From our first week here in the retirement home I’ve noticed an exclusive clique that meets regularly and secretly. They gather in the far corner of the coffee lounge, talk a lot but shut their mouths the moment anyone comes close to their circle. Retired members of the secret service, I thought excitedly. I wonder if I could waylay one of them, ply him or her with whisky and get an exciting story for my blog, a plot for a thriller, a script for a movie…

Yesterday I bumped one of them in the elevator and invited him in for a drink. He took 2 sips of whisky and started to talk. I had a tough time getting him to stop. It’s not what I thought, but they are an elite crowd, all right — nonagenarian drivers! These few men and one woman hold regular meetings where they discuss their driving, ask each other for advice on how to renew their mostly un-renewable licenses, make it through the eye test and exchange stories of their conquests on the roads.

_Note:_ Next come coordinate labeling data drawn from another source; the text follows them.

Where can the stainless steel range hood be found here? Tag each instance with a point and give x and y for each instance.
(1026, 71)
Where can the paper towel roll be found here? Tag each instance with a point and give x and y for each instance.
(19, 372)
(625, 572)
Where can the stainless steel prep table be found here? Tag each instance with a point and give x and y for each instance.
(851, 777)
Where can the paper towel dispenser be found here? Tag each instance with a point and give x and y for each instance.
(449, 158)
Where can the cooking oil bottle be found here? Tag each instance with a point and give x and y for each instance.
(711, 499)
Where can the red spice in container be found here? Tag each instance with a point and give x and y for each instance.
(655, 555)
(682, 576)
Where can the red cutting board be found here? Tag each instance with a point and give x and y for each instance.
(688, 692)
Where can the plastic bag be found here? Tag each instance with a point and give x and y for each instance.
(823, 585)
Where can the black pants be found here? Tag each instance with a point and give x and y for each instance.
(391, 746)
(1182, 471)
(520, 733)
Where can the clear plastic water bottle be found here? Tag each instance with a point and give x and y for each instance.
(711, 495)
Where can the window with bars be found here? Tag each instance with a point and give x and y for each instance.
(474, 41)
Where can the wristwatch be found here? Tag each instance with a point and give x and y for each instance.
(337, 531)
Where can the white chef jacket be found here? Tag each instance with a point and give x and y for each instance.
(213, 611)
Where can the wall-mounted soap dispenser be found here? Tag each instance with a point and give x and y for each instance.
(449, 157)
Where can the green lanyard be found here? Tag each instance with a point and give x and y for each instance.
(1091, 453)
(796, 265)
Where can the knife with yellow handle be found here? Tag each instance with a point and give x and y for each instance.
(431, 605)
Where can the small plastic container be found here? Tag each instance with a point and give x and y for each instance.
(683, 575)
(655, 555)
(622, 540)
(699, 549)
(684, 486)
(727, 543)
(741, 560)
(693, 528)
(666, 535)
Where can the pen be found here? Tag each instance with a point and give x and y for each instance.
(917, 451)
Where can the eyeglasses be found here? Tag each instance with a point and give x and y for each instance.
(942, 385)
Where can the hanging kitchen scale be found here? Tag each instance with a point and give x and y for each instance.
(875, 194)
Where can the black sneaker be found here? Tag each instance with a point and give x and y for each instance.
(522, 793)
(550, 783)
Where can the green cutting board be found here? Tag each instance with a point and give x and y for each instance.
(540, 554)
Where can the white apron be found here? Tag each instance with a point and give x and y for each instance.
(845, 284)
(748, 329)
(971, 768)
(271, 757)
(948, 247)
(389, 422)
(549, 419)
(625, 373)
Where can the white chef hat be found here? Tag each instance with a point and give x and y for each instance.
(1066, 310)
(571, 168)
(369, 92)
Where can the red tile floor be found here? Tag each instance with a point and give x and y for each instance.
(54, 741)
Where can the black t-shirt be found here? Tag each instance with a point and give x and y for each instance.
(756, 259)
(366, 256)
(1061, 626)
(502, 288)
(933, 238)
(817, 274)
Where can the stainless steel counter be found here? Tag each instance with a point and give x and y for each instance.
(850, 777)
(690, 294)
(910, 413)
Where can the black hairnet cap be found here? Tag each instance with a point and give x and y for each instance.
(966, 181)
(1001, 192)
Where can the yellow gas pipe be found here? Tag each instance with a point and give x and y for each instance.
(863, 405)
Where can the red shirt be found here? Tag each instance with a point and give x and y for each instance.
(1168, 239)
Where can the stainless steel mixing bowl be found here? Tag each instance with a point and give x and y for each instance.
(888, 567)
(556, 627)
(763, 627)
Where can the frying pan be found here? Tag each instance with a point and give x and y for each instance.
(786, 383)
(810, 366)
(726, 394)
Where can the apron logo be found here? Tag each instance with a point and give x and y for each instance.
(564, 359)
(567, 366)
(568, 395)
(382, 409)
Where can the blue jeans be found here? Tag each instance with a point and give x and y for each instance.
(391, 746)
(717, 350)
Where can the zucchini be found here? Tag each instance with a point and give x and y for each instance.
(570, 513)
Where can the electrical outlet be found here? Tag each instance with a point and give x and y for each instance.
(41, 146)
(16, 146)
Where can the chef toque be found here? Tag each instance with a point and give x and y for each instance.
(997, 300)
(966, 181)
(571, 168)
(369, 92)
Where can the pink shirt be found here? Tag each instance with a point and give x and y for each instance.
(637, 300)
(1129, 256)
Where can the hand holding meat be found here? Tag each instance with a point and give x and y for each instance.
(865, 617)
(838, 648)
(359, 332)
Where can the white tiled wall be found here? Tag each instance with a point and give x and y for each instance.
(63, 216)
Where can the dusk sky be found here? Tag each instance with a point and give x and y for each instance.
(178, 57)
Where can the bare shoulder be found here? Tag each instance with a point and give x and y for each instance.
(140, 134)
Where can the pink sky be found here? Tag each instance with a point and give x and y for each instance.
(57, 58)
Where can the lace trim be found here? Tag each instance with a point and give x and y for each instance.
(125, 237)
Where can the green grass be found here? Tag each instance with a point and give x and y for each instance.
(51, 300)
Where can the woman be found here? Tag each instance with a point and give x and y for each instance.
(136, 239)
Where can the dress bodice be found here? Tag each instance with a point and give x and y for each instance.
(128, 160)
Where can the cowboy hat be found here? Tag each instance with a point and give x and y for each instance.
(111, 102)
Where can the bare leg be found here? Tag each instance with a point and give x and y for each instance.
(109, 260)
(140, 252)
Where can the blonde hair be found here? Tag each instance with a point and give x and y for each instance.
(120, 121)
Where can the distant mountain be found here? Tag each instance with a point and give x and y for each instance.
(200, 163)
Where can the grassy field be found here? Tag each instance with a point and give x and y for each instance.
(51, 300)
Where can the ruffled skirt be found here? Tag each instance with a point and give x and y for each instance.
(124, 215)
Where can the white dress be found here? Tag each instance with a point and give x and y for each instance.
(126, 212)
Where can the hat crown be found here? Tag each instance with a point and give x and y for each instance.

When I finally managed to get a word in, I told the guy that I’m interested in becoming a member.

“How old are you?” he asked.

“Eighty-one,” I replied.

“Come back in nine years, sonny! I’m not even supposed to talk to you yet!

Say, do you want to come with me? I’m just popping down to the mall to pick up shoes I left for repair. And you can help me into my car.”

He needs help getting into his car but then he’s going to drive it?

His car is old, rusty and battered. “There were a lot of concrete columns in the last place I lived. Not worth fixing,” he muttered, pointing his cane at the bodywork.

With much groaning I got him behind the wheel and I went around to the passenger side. He fired up the engine and backed out slowly. He made a complicated 8-point maneuver to get the car out of its parking slot and then zoomed out into the traffic without a glance in the mirror. Cars racing down the street swerved and hooted and a couple sent messages with their fists and fingers.

“Everyone is so impatient these days,” he muttered. “They shouldn’t be behind the wheel of a car at all.”

A pizza boy on a motor scooter shot into the road and my driver swerved towards him. “That’s the third time I’ve missed that guy this week,” he said. “I’ll get him one of these days.”